While the Biden administration is driving efforts to implement a large-scale transition to renewable energy and investment in green technology, much of the US economy is still inextricably tied to oil production and will continue to be for the foreseeable future.
So, what is the state of oil production in the US today? Is the country producing enough to meet consumption demands, and how has the industry changed over the past decade?
Domestic energy production has increased faster than at any other time in history, with crude oil production more than doubling between 2011 and 2022. US crude oil peaked in 2019 with the country producing an average of 12.3 million barrels per day.
According to the Energy Information Administration, the US has been the largest producer of crude oil in the world since 2018, surpassing Russia and Saudi Arabia.
The Energy Information Administration (EIA) expects US crude oil production to increase to record heights in 2023 and 2024.
In 2022, over 70% of total crude oil production came from five states.
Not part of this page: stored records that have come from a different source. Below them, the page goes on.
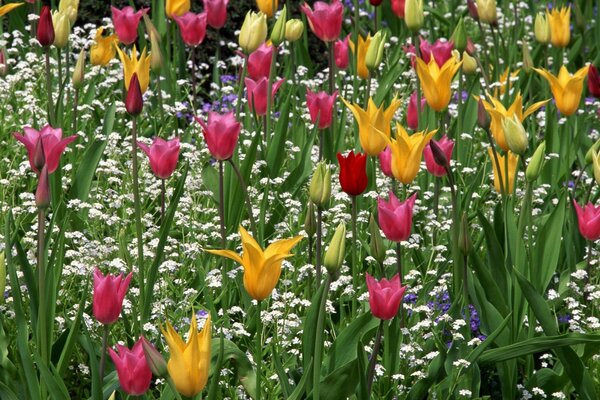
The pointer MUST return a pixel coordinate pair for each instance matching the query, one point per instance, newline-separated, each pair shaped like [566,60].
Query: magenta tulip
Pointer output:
[109,292]
[395,217]
[163,156]
[221,133]
[132,368]
[52,143]
[320,105]
[385,296]
[325,19]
In descending order, these were:
In addition, 14.7% of total crude oil produced in 2022 came from the Gulf of Mexico offshore territory.
Other states, such as Texas, New Mexico, and North Dakota, among others, had a relative boost in production over the last decade, partially resulting from a new methodology of oil and gas extraction known as hydraulic fracturing, or fracking.
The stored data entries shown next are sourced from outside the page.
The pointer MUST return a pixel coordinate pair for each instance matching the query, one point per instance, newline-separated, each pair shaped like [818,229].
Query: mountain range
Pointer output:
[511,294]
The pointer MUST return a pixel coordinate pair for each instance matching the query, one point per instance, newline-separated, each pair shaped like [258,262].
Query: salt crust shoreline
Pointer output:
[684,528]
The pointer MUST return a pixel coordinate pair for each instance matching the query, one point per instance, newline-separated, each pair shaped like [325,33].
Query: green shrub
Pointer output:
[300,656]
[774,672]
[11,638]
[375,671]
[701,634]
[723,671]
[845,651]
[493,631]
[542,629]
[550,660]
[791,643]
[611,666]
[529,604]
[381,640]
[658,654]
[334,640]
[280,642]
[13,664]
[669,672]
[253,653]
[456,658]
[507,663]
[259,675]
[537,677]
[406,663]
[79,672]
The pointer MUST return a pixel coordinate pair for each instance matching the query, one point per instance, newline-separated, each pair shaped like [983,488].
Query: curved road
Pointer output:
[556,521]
Since 2015, oil extracted through fracking has accounted for more than half of total US crude oil production.
In 2022, two-thirds of all US oil came from fracking, compared to under 7% two decades ago.
While hydraulic fracturing has helped extract fossil fuels for over six decades, its significant contribution to crude oil production is a more recent development. This technique, combined with horizontal drilling, has led to an unprecedented surge in oil production over the past several years.
Fracking involves injecting a high-pressure liquid, mostly water, into a well to fracture rock formations containing hydrocarbons. This process facilitates the extraction of materials such as crude oil and natural gas, allowing them to be refined once returned to the surface.
In the US, the majority of domestically produced or imported crude oil undergoes refining processes to become various petroleum products, including gasoline, diesel fuel, heating oil, and jet fuel, which are subsequently consumed.
During 2022, the US had an average daily petroleum consumption of approximately 20.3 million barrels, totaling about 7.4 billion barrels of petroleum for the year.
All data provided in this article comes from the US Energy Information Administration, a subsidiary of the Department of Energy. The EIA collects, analyzes, and disseminates independent and impartial energy information for the purpose of informed policymaking and public understanding of energy and its impact on the economy and environment.
There are several other government resources that report oil production data at the national, state, and local levels, such as the Department of the Interior and the Bureau of Economic Analysis. However, not all data between these sources matches up, meaning there are several potential discrepancies depending on where sources come from.